Bulk Richardson number issues

Hi

As part of my PhD I am comparing a number of parameterisations for the Obukhov stability parameter (z/L) which rely on the bulk Richardson number (Rib) as an input. My problem is that the values I am seeing for Rib are lower than those for the gradient (Rig) and flux (Rif) numbers by a factor of around 5 - 10. I have checked my working and the values I am using as input, but I can see no reason for the discrepancy. The formula I am using for Rib is

Rib = g * (theta - theta_0) * z / (theta_0 * u^2)

where
g = acceleration due to gravity
theta = potential virtual temperature at height z
theta_0 = potential virtual temperature at the surface
u = scalar wind speed

Can anyone suggest where I might be going wrong? I feel that there must be an error but I just can’t find it.

Thanks
Brian

Hello Brian,
I think the bulk Richardson number is given by:
Rib = g * (theta - theta_0) * (z-z_0) / (theta_0 * (u-u_0)^2)
If you are calculating for surface-layer Richardson number then wind speed at the surface is to be assumed zero, then:
Rib = g * (theta - theta_0) * (z-z_0) / (theta_0 * u^2).
The parameters here have the usual meaning with z_0 being the roughness length. Kindly check this and let me know.

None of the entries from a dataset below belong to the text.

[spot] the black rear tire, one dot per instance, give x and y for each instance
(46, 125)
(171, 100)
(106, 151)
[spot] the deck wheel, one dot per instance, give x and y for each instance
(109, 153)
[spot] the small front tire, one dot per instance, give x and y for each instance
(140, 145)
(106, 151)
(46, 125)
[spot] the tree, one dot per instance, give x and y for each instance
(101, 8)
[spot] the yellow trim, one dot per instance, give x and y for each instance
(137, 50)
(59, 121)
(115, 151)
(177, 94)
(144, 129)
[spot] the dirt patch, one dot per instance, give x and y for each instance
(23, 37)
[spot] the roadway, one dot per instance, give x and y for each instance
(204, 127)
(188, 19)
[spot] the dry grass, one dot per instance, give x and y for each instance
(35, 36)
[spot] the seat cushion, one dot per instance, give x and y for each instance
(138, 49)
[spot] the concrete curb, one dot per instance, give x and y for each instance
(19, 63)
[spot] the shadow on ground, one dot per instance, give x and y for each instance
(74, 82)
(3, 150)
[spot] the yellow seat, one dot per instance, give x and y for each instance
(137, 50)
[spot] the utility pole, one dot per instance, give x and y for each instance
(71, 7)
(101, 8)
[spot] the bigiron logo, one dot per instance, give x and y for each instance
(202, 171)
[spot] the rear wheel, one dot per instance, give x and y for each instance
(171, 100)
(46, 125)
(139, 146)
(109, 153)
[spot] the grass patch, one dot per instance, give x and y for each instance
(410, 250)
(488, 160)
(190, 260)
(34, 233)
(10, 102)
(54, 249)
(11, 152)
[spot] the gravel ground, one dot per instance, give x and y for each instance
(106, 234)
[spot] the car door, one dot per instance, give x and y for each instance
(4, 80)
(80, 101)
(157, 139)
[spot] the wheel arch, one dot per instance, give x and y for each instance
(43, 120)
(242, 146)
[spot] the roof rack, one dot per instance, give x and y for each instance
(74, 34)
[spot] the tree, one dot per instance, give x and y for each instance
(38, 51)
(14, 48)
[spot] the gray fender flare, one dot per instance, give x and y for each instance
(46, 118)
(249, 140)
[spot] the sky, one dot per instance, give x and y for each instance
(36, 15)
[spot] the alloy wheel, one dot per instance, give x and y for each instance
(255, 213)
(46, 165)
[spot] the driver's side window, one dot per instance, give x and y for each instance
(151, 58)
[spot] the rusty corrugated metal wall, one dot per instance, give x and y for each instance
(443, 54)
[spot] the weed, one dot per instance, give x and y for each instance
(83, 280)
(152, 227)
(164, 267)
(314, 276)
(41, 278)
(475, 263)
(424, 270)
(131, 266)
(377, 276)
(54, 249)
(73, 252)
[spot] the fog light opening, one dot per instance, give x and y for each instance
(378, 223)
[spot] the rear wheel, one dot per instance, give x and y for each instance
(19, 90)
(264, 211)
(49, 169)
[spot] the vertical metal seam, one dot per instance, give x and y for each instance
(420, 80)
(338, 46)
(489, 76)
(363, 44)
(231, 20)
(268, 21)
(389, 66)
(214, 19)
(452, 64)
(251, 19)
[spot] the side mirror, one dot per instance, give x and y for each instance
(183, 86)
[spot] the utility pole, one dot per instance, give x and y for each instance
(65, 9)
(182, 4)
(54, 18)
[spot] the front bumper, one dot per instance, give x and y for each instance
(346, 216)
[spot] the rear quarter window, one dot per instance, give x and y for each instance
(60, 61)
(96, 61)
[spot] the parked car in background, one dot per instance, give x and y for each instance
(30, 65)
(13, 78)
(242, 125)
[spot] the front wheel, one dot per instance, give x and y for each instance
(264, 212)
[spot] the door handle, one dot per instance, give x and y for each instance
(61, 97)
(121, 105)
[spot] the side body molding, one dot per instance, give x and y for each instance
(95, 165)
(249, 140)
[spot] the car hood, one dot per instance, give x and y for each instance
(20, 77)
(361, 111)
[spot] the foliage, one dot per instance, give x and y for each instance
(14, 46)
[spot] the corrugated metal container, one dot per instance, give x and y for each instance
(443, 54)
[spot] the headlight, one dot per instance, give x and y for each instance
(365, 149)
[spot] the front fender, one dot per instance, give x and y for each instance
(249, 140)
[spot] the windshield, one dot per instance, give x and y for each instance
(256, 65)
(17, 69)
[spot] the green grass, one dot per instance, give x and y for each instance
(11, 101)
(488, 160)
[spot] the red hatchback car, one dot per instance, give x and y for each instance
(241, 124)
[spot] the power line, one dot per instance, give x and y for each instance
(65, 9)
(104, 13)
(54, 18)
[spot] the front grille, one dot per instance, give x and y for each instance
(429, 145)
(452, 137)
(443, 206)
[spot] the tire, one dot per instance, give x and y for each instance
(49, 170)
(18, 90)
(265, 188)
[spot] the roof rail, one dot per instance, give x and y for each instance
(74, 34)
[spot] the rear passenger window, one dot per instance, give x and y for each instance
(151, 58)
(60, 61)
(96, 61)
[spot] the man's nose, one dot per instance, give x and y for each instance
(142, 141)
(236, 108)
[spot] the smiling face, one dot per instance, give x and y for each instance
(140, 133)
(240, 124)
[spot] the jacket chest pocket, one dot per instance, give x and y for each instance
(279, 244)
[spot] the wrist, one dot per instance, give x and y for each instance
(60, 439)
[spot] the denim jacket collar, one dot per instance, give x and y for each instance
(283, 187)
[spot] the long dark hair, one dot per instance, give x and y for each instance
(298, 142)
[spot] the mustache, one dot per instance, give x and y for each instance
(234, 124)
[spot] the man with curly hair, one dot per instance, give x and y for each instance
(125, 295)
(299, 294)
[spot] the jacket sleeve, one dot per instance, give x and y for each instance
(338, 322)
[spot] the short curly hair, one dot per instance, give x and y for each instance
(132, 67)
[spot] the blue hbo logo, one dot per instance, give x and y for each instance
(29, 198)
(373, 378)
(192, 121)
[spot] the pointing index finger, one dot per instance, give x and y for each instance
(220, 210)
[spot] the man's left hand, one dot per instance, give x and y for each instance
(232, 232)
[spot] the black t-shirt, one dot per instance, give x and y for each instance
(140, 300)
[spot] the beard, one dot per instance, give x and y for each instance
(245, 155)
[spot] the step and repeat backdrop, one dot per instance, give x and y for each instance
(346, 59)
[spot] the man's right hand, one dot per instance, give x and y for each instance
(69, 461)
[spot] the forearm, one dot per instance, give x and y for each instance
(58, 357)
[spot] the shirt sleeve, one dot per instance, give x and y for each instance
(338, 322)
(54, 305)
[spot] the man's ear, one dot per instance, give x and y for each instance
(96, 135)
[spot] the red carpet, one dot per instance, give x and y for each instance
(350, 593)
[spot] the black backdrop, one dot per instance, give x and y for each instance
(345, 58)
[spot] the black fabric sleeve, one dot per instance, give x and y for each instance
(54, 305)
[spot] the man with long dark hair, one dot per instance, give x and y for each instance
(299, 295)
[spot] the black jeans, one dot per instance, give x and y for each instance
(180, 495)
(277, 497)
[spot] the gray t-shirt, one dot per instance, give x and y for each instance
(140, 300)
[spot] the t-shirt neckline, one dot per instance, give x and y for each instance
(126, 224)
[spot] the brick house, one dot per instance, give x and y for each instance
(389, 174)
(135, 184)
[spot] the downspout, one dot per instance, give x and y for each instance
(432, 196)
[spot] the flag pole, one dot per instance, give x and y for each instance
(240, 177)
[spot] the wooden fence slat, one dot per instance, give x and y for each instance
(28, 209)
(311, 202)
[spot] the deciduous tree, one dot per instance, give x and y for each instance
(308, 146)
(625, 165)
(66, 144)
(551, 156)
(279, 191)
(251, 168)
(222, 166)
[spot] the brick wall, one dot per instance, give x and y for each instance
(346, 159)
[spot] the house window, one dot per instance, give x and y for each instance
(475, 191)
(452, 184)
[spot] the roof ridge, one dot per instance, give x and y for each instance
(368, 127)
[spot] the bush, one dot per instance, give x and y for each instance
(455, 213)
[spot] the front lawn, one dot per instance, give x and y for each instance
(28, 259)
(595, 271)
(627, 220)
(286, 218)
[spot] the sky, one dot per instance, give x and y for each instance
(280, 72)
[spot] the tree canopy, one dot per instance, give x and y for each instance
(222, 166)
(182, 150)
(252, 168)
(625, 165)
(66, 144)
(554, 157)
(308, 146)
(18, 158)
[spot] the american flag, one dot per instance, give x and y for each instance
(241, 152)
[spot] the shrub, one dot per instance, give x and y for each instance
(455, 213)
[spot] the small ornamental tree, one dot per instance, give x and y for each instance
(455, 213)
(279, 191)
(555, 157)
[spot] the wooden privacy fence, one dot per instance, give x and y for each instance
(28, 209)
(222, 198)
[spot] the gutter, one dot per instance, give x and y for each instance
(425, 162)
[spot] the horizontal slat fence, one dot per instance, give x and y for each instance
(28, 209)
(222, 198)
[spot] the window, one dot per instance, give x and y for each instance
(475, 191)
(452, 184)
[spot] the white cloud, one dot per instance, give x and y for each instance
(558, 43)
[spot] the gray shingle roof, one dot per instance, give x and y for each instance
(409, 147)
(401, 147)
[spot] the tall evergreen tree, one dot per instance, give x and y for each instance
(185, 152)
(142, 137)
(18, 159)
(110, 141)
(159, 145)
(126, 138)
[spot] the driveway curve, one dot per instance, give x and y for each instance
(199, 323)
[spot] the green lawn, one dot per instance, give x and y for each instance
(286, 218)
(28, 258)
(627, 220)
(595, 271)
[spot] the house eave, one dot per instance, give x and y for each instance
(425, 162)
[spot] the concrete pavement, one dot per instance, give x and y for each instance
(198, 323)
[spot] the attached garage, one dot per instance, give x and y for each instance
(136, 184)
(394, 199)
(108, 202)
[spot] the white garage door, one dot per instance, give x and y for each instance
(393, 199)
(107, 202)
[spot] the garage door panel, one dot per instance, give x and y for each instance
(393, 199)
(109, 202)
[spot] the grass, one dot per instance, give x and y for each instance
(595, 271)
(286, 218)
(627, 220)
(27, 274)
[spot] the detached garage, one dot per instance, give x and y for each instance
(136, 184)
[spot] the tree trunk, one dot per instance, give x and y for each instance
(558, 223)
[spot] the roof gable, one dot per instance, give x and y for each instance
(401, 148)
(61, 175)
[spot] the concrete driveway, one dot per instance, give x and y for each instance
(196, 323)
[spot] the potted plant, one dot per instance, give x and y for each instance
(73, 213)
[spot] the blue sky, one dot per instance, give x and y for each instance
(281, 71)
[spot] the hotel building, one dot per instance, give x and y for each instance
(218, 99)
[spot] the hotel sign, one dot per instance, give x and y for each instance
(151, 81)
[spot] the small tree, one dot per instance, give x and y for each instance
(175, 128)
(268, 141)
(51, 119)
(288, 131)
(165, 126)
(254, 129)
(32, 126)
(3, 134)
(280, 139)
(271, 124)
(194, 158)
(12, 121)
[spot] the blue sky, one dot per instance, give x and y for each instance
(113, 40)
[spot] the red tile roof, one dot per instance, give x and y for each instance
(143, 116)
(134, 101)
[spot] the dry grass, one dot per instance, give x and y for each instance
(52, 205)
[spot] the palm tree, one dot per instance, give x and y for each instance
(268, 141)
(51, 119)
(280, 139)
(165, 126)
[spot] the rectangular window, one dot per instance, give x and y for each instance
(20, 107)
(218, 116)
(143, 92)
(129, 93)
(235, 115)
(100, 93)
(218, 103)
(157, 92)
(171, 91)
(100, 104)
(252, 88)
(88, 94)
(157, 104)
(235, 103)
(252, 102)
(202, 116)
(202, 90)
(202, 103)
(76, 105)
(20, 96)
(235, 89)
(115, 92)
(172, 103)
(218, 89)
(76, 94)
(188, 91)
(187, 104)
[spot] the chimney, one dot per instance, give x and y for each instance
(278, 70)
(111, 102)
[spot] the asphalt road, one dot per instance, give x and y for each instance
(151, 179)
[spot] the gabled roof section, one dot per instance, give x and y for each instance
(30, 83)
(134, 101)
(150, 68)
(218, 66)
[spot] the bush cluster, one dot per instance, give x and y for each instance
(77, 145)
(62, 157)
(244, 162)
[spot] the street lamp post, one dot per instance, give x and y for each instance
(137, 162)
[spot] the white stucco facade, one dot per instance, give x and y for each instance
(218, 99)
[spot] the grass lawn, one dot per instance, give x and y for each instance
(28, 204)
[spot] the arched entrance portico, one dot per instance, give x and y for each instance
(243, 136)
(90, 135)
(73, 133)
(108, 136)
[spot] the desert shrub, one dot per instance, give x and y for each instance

I referred: The dependence of the bulk Richardson number on stability in the surface layer, N. M. ZOUMAKIS et. al. 1991.

Thanks Anurag

I am also using Zoumakis, but for the purposes of this calculation, the correction for roughness length makes negligible difference. My main concern is with the difference in the values of the bulk Richardson number compared to the flux and gradient forms, both of which are higher and which agree well with each other. Can you think of any error I might have made that would account for that difference?

Brian

Hello Brian,
Apologies for late reply. I can see that change in roughness length negligibly affect the Rib, which based on the literature is true.
It may happen that the surface roughness is different and you may have to account for the terrain ruggedness factors to get the real surface roughness.
The temperature flux at the site would be affected by the obstacles and terrain unevenness so Refer EN:1991-1-4-2005 Wind Actions and see if this works. I can’t think of any other possibility unless all other parameters are one-on-one correlated.
Thanks.

Hi Anurag

Thanks for the follow-up.

Since my last post, I have done some more background work where I have compared my figures with the ones in Mohan & Siddiqui (1998). They also show the bulk Richardson number with lower values than the bulk and flux variations (see the figure below). So, I am almost convinced that my calculation is OK. My problem now is that the parameterisations that I am using agree well with 1/L, but not with z/L as expected. I am using Pleim (2006) and Wouters (2012), both of which estimate z/L from the bulk Richardson number. If you have any further ideas, I’d be glad to hear them!

Brian

Essa, K. S. M., Embaby, M. M., Kozae, A. M., Mubarak, F., & Kamel, I. (2016). Estimation of Seasonal Atmospheric Stability and Mixing Height by Using Different Schemes. Proc. Radiation Phys. & Protection Conf., VIII.
Mohan, M., & Siddiqui, T. A. (1998). Analysis of various schemes for the estimation of atmospheric stability classification. Atmospheric Environment, 32(21), 3775—3781.
Pleim, J. (2006). A Simple, Efficient Solution of Flux–Profile Relationships in the Atmospheric Surface Layer. Journal of Applied Meteorology and Climatology, 45(2), 341–347. doi.org/10.1175/JAM2339.1
Wouters, H., de Ridder, K., & van Lipzig, N. P. M. (2012). Comprehensive Parametrization of Surface-Layer Transfer Coefficients for Use in Atmospheric Numerical Models. Boundary-Layer Meteorology, 145(3), 539–550. doi.org/10.1007/s10546-012-9744-3
Richardson number v zeta.png

Hello Brian,
During my work I found that:
if Rib is greater then equal to 0 then z/L equals 10Rib/(1-5Rib) else z/L equals 10*Rib rest all other relations gave me biased (not proper) values. I don’t recall the source that gave me the constants but I think you can find it. I also recall that different relations are accurate for different regions some being more, I would advise going through all the relations you can find and check them one-by-one.
Only logical thing that is left is to check ‘z’, does terrain roughness helped you?-this might increase the ‘z’ you are using.